Quelqu’un cependant avait suivi M me Fargeaux, et à peine celle-ci avait-elle quitté le domicile conjugal, sous prétexte d’aller voir une tante malade, qu’il intervenait et parlait à son mari.

Ce quelqu’un n’était autre que le spahi, le frère de Delphine, Martial Altarès.

Le militaire, volage pour son propre compte, était excessivement strict et sévère dès lors qu’il s’agissait de sa sœur. Or, depuis quelques jours, les attitudes de Delphine déplaisaient au spahi et son indignation ne connut plus de bornes lorsqu’il s’aperçut, après l’avoir cru morte, qu’au lieu de partir pour Dax voir sa tante, nullement malade, Delphine avait pris le train pour Biarritz, où, assurément, elle allait rejoindre son amoureux.

Le spahi, alors, était revenu trouver son beau-frère, il arrachait Timoléon Fargeaux à la sieste béate que faisait le brave homme, lui avait déclaré à brûle-pourpoint :

— Vous êtes cocu,

— Non, ça n’est pas possible, avait répondu le mari réveillé.

— Imbécile, quand je vous le dis, qu’elle nous trompe !

— Elle me trompe, voulez-vous dire ?

— Il s’agit bien de plaisanter, quand je dis qu’elle « nous » trompe, c’est parce qu’elle nous trompe tous les deux, vous comme mari et moi comme frère. Nous sommes dupés l’un et l’autre, d’une façon différente, sans doute, mais enfin nous le sommes.
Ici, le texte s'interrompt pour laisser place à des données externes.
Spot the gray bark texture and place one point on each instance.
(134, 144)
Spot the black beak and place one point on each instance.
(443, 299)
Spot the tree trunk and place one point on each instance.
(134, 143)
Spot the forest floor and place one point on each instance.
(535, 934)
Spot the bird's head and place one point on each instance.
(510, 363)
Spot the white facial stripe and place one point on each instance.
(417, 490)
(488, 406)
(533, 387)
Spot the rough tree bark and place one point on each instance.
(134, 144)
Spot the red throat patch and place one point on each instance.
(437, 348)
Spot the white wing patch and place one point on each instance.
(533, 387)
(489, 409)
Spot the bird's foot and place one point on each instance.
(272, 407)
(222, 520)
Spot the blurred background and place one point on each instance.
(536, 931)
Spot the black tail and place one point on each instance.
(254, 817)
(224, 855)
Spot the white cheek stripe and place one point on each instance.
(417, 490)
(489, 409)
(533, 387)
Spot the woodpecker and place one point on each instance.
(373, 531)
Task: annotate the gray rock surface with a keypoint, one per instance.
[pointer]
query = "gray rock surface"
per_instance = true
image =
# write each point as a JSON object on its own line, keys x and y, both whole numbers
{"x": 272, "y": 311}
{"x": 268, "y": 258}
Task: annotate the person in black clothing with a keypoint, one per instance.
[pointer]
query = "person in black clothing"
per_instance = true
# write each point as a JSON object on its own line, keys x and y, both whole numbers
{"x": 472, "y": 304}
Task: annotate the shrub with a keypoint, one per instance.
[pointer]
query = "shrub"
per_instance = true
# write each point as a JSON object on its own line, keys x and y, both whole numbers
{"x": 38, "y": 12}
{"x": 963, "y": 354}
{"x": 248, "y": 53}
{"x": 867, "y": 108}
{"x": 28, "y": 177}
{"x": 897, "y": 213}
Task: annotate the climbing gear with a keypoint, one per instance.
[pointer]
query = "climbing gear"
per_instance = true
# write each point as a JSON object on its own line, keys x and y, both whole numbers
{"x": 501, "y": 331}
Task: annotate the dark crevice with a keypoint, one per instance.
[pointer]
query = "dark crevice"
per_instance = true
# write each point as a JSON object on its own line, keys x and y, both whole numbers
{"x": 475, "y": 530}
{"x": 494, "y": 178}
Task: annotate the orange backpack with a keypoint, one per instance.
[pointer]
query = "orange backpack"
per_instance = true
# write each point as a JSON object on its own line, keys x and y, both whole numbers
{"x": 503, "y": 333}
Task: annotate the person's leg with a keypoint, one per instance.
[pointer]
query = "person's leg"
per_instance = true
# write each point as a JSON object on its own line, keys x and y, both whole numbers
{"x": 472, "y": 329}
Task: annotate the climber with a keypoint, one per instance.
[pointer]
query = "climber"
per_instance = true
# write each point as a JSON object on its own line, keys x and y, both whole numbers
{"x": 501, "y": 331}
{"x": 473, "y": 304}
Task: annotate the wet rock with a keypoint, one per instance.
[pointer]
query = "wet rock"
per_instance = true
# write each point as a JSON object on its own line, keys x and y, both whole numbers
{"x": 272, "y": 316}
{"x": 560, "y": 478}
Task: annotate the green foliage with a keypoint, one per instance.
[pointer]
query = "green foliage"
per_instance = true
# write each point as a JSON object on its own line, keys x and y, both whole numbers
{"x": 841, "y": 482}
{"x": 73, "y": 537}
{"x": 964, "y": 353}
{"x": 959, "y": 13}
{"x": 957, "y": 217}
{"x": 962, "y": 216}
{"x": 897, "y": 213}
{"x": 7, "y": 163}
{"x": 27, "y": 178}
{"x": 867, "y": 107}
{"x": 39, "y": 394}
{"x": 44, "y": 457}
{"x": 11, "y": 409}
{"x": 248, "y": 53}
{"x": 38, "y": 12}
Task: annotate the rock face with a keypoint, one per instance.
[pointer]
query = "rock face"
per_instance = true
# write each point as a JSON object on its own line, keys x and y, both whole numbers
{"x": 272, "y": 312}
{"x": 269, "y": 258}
— Vous vous emballez tout le temps, mon cher ami ! Avant de porter de semblables accusations, il faut être sûr de son fait et lorsqu’on en est sûr, il est préférable de se taire. Étant donné que la chose est irrémédiable, tout ce que l’on pourrait faire ne la changerait pas. D’ailleurs, avez-vous des preuves ?

— On voit bien, fit-il, que vous êtes un homme du Nord, pas de sang dans les veines, pas de tempérament, tandis que nous autres, gens du Midi, nous sentons les choses, nous vibrons.